Tuesday, February 9, 2016

A Crown of Swords by Robert Jordan

A Crown of Swords (Wheel of Time, #7)A Crown of Swords by Robert Jordan
My rating: 3 of 5 stars

I re-read this book, and wanted to add more thoughts to my original review.

I'm still plugging away at the Wheel of Time series, and it is taking me a while. Finishing up book 7 was a hard one for me, and it is a little hard to explain why. It was like when I assign a task to one of my kids, and I check in on them, and they seem to be working away at it and at the same time making no progress. This book seemed to be moving along--there were lots of pages with words, and characters were going here and there and doing things--but the plot just didn't progress as much. The big let down for me was the ending. There were two climactic events; the finding of the Bowl of the Winds and the defeat of Sammael. The former came first, and lived up to the promise implied by the build-up before hand, while the latter was anti-climactic and unbelievable at the same time. Rand is going to leap off his sick-bed to go after a villain that has been the focus for almost 3 books now? Really? And there isn't a face-off, an exchange of witty insults, or a mighty struggle between powerful foes? Disappointing.

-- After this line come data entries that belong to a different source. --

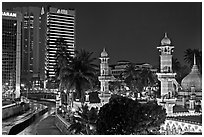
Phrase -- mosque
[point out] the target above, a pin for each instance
(183, 102)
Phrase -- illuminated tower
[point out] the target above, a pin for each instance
(104, 78)
(11, 52)
(166, 75)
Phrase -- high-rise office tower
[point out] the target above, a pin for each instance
(31, 45)
(11, 52)
(56, 23)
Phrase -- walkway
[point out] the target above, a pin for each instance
(47, 127)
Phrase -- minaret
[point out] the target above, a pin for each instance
(104, 78)
(166, 75)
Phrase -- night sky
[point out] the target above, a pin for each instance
(132, 30)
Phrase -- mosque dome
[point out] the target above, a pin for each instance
(165, 40)
(104, 53)
(194, 78)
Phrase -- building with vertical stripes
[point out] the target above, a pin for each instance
(11, 52)
(31, 48)
(56, 23)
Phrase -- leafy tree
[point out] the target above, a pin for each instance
(152, 117)
(83, 120)
(189, 57)
(124, 116)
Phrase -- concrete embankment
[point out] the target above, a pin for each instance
(20, 122)
(61, 124)
(14, 109)
(26, 122)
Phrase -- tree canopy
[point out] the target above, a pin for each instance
(124, 116)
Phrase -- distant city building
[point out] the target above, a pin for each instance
(11, 51)
(32, 48)
(56, 23)
(104, 78)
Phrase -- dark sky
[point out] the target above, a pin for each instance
(132, 30)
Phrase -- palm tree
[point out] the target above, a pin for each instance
(189, 57)
(81, 73)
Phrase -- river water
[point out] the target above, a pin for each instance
(31, 130)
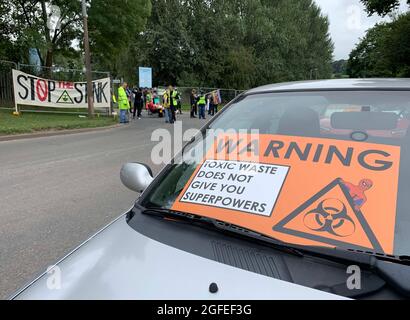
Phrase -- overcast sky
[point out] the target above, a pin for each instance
(348, 23)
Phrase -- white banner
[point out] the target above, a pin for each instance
(35, 91)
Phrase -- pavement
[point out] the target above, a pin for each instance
(57, 191)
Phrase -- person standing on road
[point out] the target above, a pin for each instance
(173, 102)
(193, 101)
(178, 98)
(138, 103)
(128, 90)
(123, 104)
(211, 105)
(202, 105)
(167, 109)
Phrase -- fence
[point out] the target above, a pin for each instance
(75, 75)
(55, 73)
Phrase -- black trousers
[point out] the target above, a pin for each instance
(137, 107)
(193, 110)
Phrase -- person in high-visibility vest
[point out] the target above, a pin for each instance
(123, 103)
(201, 105)
(170, 104)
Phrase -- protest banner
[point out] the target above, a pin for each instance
(34, 91)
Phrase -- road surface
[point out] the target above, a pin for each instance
(55, 192)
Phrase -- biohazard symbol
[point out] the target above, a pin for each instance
(332, 217)
(65, 98)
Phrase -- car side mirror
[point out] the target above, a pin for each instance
(136, 176)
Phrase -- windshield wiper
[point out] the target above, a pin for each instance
(394, 270)
(222, 226)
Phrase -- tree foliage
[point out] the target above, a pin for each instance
(384, 51)
(214, 43)
(111, 24)
(235, 43)
(381, 7)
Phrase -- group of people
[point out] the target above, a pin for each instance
(200, 103)
(130, 100)
(168, 104)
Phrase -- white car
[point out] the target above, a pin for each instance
(289, 211)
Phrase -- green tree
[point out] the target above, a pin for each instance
(112, 25)
(235, 43)
(384, 51)
(381, 7)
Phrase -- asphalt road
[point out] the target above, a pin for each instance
(55, 192)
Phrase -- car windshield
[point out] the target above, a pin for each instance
(324, 168)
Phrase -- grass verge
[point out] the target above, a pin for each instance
(34, 122)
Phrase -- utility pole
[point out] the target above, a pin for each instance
(90, 94)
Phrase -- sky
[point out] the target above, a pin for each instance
(348, 23)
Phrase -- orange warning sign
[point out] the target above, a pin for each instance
(306, 191)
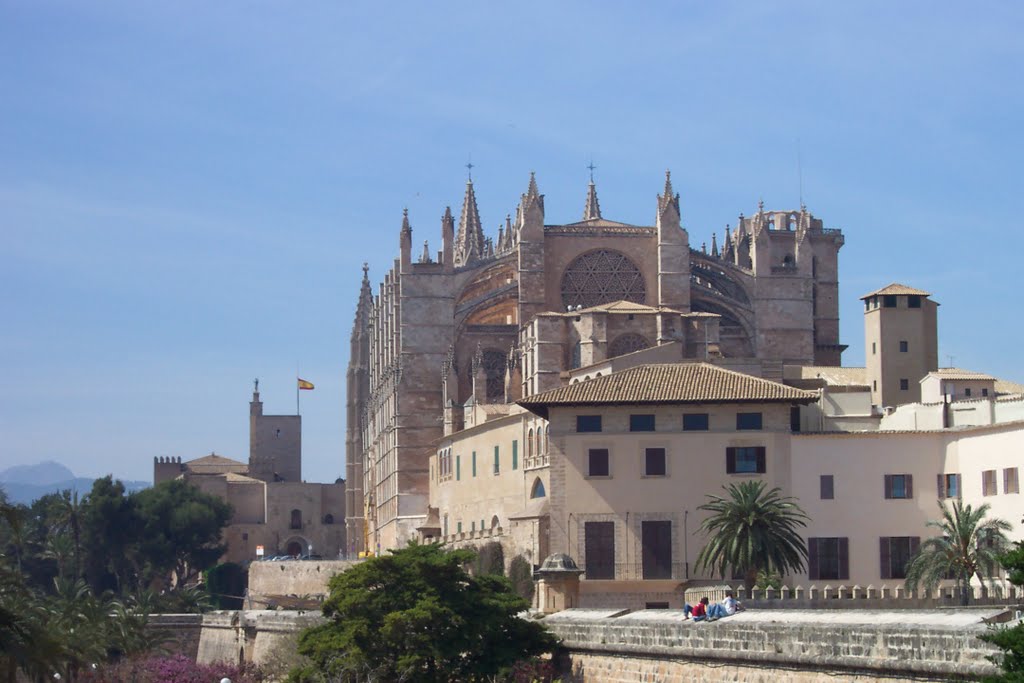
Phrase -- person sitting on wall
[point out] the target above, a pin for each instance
(727, 607)
(698, 611)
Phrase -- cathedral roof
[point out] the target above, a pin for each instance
(896, 288)
(675, 383)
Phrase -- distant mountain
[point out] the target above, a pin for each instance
(25, 483)
(40, 474)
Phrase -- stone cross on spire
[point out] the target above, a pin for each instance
(592, 210)
(469, 243)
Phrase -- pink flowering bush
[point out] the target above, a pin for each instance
(174, 669)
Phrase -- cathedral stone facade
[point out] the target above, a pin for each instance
(451, 336)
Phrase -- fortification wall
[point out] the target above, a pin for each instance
(609, 648)
(295, 578)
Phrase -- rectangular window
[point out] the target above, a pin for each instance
(1010, 482)
(748, 421)
(745, 460)
(828, 559)
(693, 422)
(895, 553)
(656, 554)
(597, 463)
(641, 423)
(898, 485)
(600, 550)
(654, 465)
(988, 483)
(949, 485)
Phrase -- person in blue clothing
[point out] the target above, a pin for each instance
(727, 607)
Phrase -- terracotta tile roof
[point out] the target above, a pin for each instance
(835, 375)
(960, 374)
(214, 464)
(896, 288)
(1006, 386)
(675, 383)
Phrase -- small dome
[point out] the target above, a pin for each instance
(559, 562)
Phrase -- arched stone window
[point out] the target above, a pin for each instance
(627, 343)
(495, 367)
(602, 276)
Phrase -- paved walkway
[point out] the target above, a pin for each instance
(947, 617)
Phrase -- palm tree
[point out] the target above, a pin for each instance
(968, 546)
(751, 530)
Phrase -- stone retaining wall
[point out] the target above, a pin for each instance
(612, 649)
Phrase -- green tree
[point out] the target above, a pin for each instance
(968, 545)
(418, 615)
(181, 529)
(111, 531)
(752, 530)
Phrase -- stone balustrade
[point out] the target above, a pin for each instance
(842, 596)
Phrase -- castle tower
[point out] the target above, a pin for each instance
(900, 342)
(274, 444)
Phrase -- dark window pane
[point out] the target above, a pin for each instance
(827, 487)
(600, 550)
(598, 462)
(656, 549)
(695, 422)
(654, 465)
(748, 421)
(641, 423)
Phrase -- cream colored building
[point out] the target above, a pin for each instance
(272, 507)
(610, 466)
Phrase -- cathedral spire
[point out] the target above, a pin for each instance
(669, 199)
(592, 210)
(469, 241)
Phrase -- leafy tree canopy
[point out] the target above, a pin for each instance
(418, 615)
(753, 530)
(969, 545)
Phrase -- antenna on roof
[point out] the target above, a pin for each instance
(800, 174)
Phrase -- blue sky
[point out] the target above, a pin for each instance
(187, 190)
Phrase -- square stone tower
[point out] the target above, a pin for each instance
(901, 342)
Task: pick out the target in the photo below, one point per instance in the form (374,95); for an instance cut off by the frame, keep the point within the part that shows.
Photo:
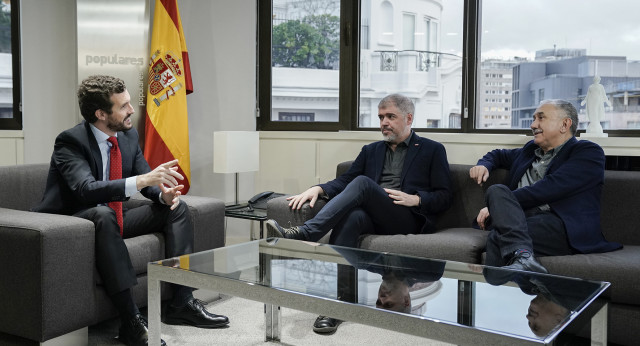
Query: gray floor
(247,327)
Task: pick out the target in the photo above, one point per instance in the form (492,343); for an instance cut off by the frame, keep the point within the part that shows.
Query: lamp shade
(236,151)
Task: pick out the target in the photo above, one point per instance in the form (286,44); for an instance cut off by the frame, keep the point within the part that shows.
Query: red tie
(115,172)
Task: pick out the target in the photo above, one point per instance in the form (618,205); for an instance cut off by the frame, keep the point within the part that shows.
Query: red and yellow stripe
(166,124)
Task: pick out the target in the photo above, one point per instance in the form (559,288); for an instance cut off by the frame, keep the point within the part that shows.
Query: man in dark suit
(395,186)
(79,184)
(551,203)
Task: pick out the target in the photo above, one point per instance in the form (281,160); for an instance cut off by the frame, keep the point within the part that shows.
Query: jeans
(363,207)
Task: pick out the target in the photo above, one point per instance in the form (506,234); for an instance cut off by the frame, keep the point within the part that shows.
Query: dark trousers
(363,207)
(112,257)
(510,228)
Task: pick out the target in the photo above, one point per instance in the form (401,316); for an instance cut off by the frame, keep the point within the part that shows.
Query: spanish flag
(166,125)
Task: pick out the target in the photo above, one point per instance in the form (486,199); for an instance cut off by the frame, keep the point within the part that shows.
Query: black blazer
(75,177)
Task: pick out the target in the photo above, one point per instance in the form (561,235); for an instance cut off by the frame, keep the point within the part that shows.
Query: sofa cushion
(454,244)
(620,205)
(24,183)
(619,267)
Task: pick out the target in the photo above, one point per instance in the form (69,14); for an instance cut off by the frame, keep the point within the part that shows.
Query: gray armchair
(49,286)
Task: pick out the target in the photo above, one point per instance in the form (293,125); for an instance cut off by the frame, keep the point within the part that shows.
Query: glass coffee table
(448,301)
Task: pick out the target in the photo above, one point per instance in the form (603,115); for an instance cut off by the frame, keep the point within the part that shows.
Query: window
(445,56)
(10,112)
(408,31)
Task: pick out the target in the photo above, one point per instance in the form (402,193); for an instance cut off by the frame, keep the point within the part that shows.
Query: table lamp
(235,152)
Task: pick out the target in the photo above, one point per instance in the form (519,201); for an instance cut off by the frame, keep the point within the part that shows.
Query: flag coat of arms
(166,122)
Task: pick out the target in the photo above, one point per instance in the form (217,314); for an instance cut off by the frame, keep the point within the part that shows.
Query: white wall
(49,70)
(221,39)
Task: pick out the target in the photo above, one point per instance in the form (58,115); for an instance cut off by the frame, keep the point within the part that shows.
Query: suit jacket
(572,187)
(75,177)
(425,173)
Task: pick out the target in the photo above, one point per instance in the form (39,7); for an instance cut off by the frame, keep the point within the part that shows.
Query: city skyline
(611,30)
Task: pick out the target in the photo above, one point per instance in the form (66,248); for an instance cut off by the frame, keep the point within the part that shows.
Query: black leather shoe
(525,261)
(325,324)
(135,332)
(277,231)
(194,314)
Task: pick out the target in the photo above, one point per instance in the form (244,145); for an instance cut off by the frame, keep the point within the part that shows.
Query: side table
(244,211)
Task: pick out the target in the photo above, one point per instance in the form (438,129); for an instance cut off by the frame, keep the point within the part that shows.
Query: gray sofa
(456,240)
(48,282)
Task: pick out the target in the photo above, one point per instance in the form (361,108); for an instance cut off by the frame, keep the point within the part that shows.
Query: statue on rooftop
(595,99)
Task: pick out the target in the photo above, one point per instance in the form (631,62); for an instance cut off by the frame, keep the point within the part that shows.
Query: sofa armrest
(279,210)
(47,272)
(207,215)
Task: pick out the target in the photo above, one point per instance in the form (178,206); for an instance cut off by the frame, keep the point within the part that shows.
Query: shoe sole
(272,230)
(189,323)
(325,330)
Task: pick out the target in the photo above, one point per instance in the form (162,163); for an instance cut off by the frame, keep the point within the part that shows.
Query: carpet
(247,327)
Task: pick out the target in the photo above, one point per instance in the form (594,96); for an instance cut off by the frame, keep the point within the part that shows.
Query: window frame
(349,99)
(15,123)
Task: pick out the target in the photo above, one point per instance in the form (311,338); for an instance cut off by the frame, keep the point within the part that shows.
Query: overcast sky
(520,27)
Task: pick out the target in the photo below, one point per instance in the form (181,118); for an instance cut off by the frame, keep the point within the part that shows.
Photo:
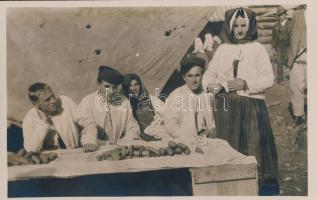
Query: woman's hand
(89,147)
(237,84)
(214,88)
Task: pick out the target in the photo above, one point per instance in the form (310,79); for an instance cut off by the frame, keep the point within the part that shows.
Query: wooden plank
(263,6)
(264,32)
(266,19)
(208,189)
(238,188)
(264,26)
(223,173)
(265,39)
(248,187)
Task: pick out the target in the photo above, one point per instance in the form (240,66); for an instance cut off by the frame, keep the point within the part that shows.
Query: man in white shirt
(189,107)
(106,114)
(51,122)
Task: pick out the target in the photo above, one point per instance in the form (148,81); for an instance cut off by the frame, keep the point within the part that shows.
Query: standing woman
(238,75)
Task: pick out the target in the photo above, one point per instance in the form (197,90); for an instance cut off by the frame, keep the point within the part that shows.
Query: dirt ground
(292,150)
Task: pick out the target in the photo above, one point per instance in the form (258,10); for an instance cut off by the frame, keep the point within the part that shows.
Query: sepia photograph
(127,101)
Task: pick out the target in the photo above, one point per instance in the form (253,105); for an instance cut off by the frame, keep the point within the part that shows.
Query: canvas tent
(64,47)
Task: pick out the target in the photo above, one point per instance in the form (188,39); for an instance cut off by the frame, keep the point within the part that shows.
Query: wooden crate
(225,180)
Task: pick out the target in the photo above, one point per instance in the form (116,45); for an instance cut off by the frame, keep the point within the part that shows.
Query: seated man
(189,107)
(50,123)
(106,114)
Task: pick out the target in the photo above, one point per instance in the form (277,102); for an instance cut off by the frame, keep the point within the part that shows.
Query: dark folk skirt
(245,124)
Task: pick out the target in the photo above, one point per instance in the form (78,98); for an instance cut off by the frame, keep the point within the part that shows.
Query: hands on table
(22,157)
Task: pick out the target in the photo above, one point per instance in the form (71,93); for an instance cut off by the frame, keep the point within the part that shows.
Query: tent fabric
(218,14)
(65,46)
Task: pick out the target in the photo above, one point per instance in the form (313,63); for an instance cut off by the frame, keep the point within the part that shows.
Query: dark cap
(189,62)
(109,75)
(280,10)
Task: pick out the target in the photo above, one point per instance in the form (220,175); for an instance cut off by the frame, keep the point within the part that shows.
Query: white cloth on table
(38,133)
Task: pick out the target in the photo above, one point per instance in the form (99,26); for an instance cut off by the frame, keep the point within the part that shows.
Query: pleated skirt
(244,122)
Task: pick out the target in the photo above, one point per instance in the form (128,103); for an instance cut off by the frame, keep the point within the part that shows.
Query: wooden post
(225,180)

Another disappointing facet to this story that continues to be a growing theme is the "powerful woman who everyone leaps to obey for no reason." Basically, Jordan is trying to create powerful women as central characters in his story. Great idea. Unfortunately, rather than actually have them be powerful, he has them be bullies. Rather than beat people who need to be beaten, or show actual leadership qualities, they just stand around bossing people around and they stare at people really hard. Lame. And unrealistic. If a Cadsuane or Sorilea were up against a real villain, the villain would laugh at their frosty stares and then murder them. If they gave an insolent youth "the rough side of their tongue" that insolent youth would laugh at them and then continue in their behavior. Why do I know this? Because that is what happens in the real world. Mean people, immature people, and bullies in general don't just change behavior because someone they don't know stares at them. Yet this is such a common occurrence in this series that you'd think Tarmon Gai'don is just going to be a staring contest. Pathetic. What would be a remedy, in my opinion? Actual power. A political edge. Dirt on the person being bullied. Some kind of actual leverage.

So 3 stars for this one. I'm still enjoying the overall journey here, but as with all journeys, some parts are less appealing than others, and that describes this book perfectly.